特に『いま、会いにゆきます』と『リトル・フォレスト』は、リメイクするにあたって手を加えたローカライズ(現地化)の度合いや作品の完成度、俳優陣の演技などが好評を博し、オリジナル版が韓国で再上映されているほどである。

特筆すべきは、こうした成功例を刺激と参考にしながら『リッチマン』もさまざまな工夫を凝らしたという点だ。

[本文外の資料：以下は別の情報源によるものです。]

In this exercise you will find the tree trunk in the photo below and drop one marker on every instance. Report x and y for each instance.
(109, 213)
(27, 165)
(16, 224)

先日の制作発表会でミン・ドゥシク監督は、「基本設定はオリジナルを踏襲しているが、オリジナル版には主要登場人物3人の三角関係に関する描き方がやや足りなかった。もちろん、オリジナル版の設定は尊重するが、描き切れていない部分も多かったので、韓国リメイク版ではその部分を補強した」と、韓国に合わせた“現地化”の味付けを加えたことを明かしている。

オリジナルの世界観を維持しつつ、韓国に合ったテイストを補強してローカライズ(現地化)させる。これが韓国におけるリメイク成功の法則になりつつあるのかもしれない。

坂口健太郎主演『シグナル』は韓ドラのリメイク

と同時に、視聴者たちに媚を売るような露骨なローカライズに走るのではなく、オリジナルの良さや世界観を壊さぬような意識も高まっているようだ。

ミン・ドゥシク監督も、「登場人物の性格の組み合わせはオリジナルのままにしようと努力した」と本家本元へのリスペクトを口にしているし、主演を務めるスホも、「オリジナル版をたくさん見た」と語っている。そのうえで「スティーブ・ジョブズの天才的で神経質な姿を分析し、自分が演じるキャラクターに反映させている」らしい。

「実は石原さとみの大ファン」と告白したヒロイン役のハ・ヨンスに至っては、「石原さんが演じるオリジナル版のキャラクターとどう差別化していくか、たくさん悩んで監督と相談を重ねています」と語っていたほどである。

オリジナル版へのリスペクトと、そのオリジナル版とは異なる新しい可能性を模索していくこと。そんな作り手たちの気概を感じさせる言葉でもある。

現在、日本では韓国でヒットしたドラマ『シグナル』のリメイク版が坂口健太郎主演で放映されているが、日韓でリメイク作の成功事例が増えつつある今、『リッチマン』もその一つとして語られる作品になるだろうか。

(参考記事:坂口健太郎主演の『シグナル』に『グッド・ドクター』。世界で韓国ドラマのリメイクが続く理由)

今後のストーリー展開や視聴者の反応にも注目しながら、日韓リメイク交流の今後に期待したい。